Father Paulson CMF
One of my many favourite moments in Part I of the Paschal Triduum—that part of the single Liturgy that begins today and ends at the Easter Vigil—is the removal of the Blessed Sacrament from its regular resting place, the Tabernacle, stripping bare the tabernacle as well as the altar, and leaving the Tabernacle empty and open.
The Most Holy Place within a Catholic church, where the eyes of any Catholic, by sheer Catholic instinct, fall or look for the very moment one enters a church or a chapel, around which the only language allowed is silence (sighs of love and angst, in silence) and the only camera permitted are the eyes of one’s body and soul, is left bare, empty, and open. The sight is akin to a primal scene, of a shocking absence of a presence you had taken for granted nearly every day. This lasts for three long days, when God is absent in the familiar places.
Where is he?
The only answer is the one given by the angel in the sepulchre of Christ on Easter morning: “He is not here. He has gone ahead of you to Galilee. Meet him there.”
It is an iconoclastic moment, when the Eucharist comes a full circle, on the day of its institution and that of the priesthood, to disclose its full meaning in the Galilean places; in other words, when the liturgy of the Table shakes us awake to the liturgy of the Towel.
Life is easier to navigate when we know where to “localise” God. In the Tabernacle. At the altar. In the Mass. Even when we know at the back of our minds that God is everywhere, localising Him in space and time helps us know where He is and more importantly, where he is not. To limit him to those places is to free us up, to be our best self in those places and be whatever else wherever else. How convenient—and wrong!
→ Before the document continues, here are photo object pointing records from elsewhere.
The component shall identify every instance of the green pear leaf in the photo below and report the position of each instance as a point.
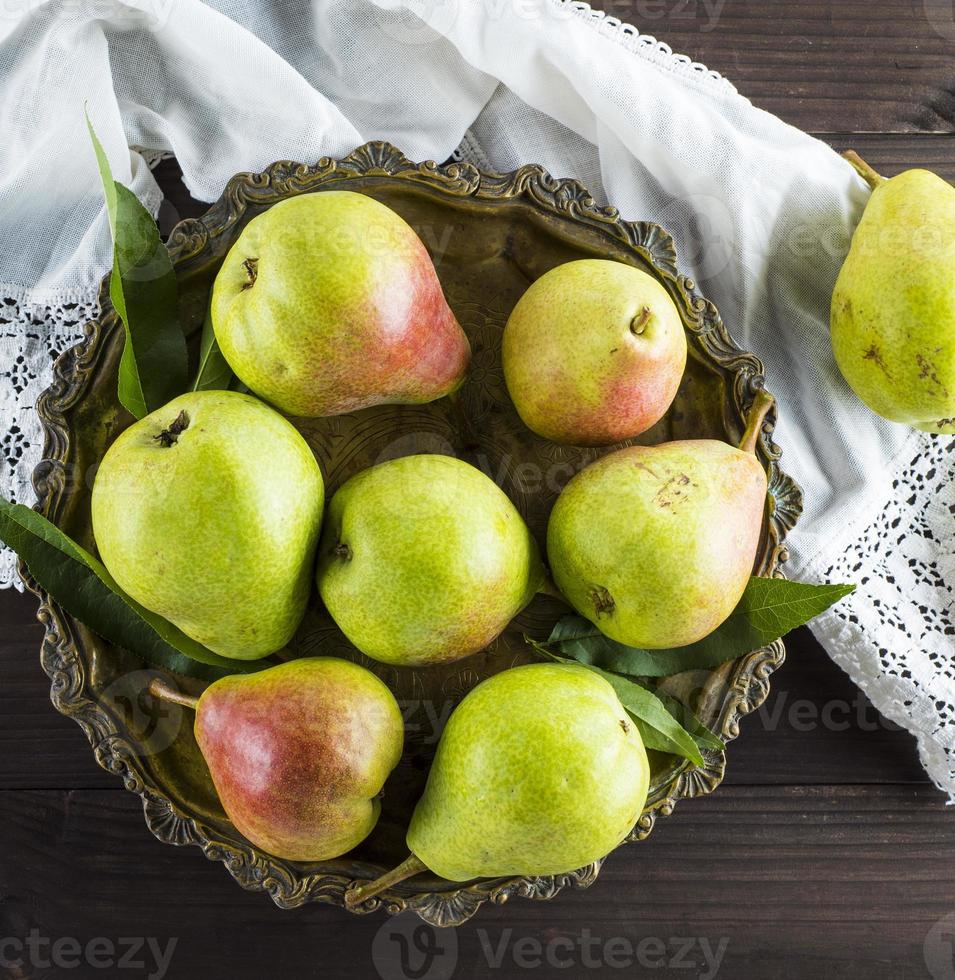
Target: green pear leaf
(702, 735)
(214, 371)
(657, 726)
(769, 609)
(85, 589)
(154, 367)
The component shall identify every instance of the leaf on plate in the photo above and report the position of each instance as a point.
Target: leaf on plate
(154, 366)
(85, 589)
(657, 726)
(214, 371)
(702, 735)
(769, 609)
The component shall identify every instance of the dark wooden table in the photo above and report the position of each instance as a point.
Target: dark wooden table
(825, 853)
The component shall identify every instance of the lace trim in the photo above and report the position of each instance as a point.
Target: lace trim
(33, 333)
(895, 636)
(645, 45)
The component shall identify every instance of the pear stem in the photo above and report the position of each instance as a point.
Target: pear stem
(412, 865)
(755, 418)
(867, 173)
(159, 688)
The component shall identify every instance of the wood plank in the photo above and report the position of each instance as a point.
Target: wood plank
(823, 65)
(788, 882)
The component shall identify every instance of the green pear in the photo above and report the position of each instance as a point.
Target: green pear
(424, 560)
(893, 308)
(329, 302)
(208, 512)
(539, 771)
(299, 753)
(655, 544)
(593, 353)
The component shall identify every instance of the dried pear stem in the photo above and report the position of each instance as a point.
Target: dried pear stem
(412, 865)
(867, 173)
(755, 418)
(158, 688)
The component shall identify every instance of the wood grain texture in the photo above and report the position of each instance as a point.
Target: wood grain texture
(837, 881)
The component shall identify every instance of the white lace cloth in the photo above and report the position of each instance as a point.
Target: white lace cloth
(761, 214)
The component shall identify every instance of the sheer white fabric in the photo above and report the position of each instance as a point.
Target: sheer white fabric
(761, 214)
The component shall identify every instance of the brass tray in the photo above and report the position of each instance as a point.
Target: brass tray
(490, 235)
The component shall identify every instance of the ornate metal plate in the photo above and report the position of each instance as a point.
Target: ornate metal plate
(490, 235)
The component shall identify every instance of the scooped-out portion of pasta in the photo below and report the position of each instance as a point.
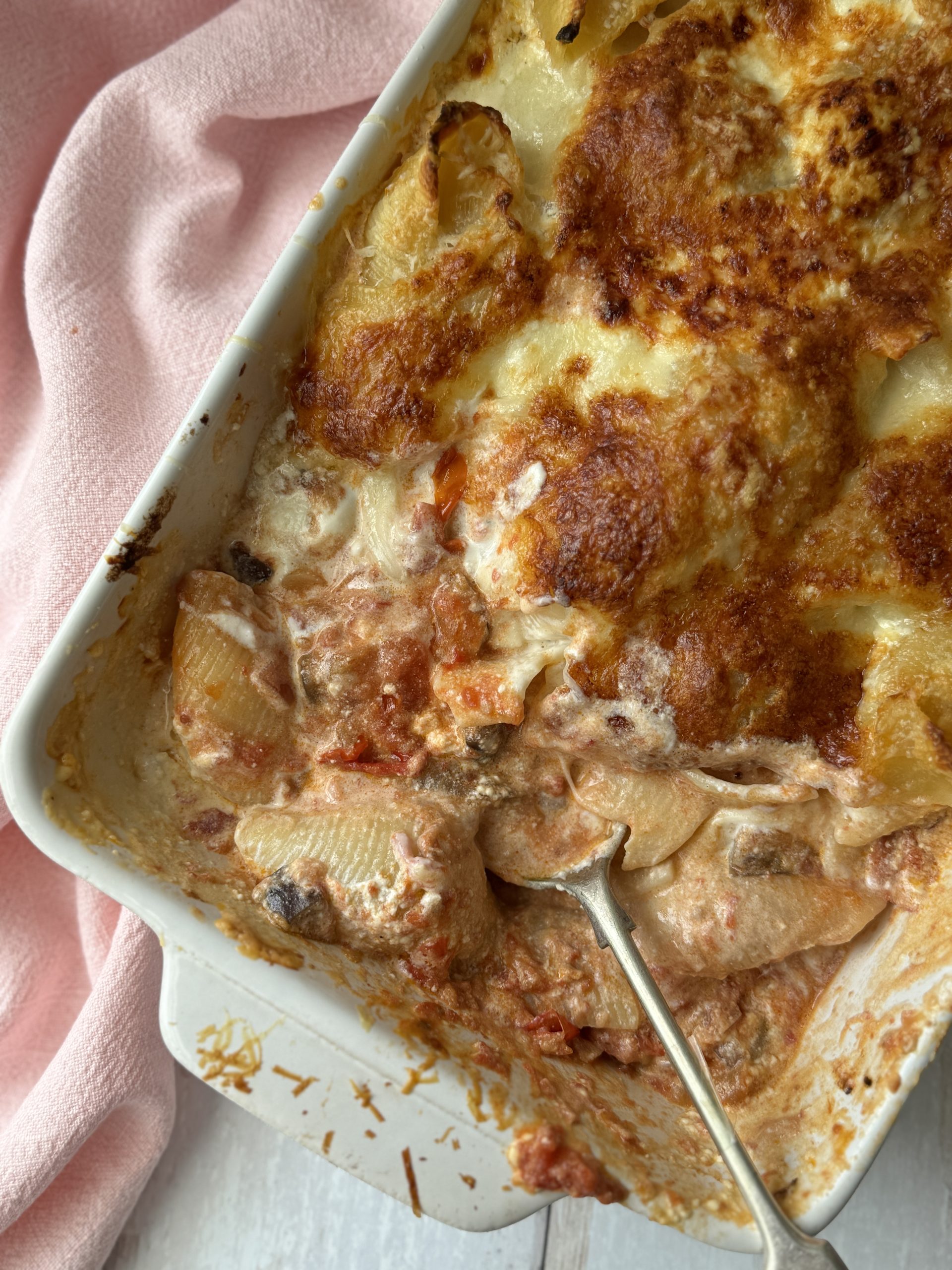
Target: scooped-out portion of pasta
(613, 486)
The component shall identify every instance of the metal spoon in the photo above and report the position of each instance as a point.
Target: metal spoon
(783, 1245)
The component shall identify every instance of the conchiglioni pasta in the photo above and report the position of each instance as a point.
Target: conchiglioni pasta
(612, 487)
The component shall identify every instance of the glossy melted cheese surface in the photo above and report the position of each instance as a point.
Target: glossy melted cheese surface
(613, 487)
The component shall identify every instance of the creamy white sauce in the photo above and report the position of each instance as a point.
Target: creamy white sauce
(237, 628)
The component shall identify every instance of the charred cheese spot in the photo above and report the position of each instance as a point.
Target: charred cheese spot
(910, 489)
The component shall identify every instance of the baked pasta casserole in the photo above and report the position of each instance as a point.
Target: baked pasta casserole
(612, 486)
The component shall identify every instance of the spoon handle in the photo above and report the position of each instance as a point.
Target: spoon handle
(783, 1245)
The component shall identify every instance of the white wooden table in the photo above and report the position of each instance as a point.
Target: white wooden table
(232, 1193)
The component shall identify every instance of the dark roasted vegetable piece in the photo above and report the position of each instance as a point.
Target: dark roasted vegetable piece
(248, 568)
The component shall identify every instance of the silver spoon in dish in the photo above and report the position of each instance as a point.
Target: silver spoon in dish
(587, 881)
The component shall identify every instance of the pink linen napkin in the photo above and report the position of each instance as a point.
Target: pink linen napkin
(154, 159)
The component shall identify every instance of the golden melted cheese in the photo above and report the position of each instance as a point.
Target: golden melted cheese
(681, 302)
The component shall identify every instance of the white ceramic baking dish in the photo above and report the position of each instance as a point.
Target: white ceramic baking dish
(876, 1026)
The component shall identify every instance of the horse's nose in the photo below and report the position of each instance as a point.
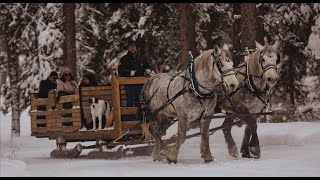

In these Covid-19 times, we have been especially living this moment of Holy Thursday with a deeper meaning, the Holy Thursday wherein the Eucharist was instituted; priesthood was commissioned. Most of us celebrate today this poignant moment away from churches and chapels, in our own creatively imagined ways—perhaps more profoundly and meaningfully than ever before.
The Empty Tabernacle part of the ritual consoles us: After all, he is to be found not in a little circumscribed, gold-plated, beautified, closed-in tabernacle; but in the Galilees of the world in the marketplaces, dark dungeons of the world, and who-knows-where else. It keeps us on the edge, to see Divinity in the most unexpected places. Especially in these sorrowful days of the pandemic, he must be amidst the sick and the dying, the poor and the hungry, as one among them suffering the pandemic as well as one among those attending to them. Also, in our homes, hanging around us.
We normally keep vigil with him in the Garden of Gethsemane in the late-night Holy Hours. But today we can do so, more effectively than before, as we work and serve among the sick (those directly working among them), or in spiritual union with them (those who are home-bound due to lockdown). Wherever we are, by exercising our baptismal priesthood in the breaking of the bread and washing the feet of those around us.
Claretian Father Paulson Veliyannoor, holds a PhD in clinical psychology from Pacifica Graduate Institute, California, and currently serves as faculty member at the Forge Center in Madrid, Spain.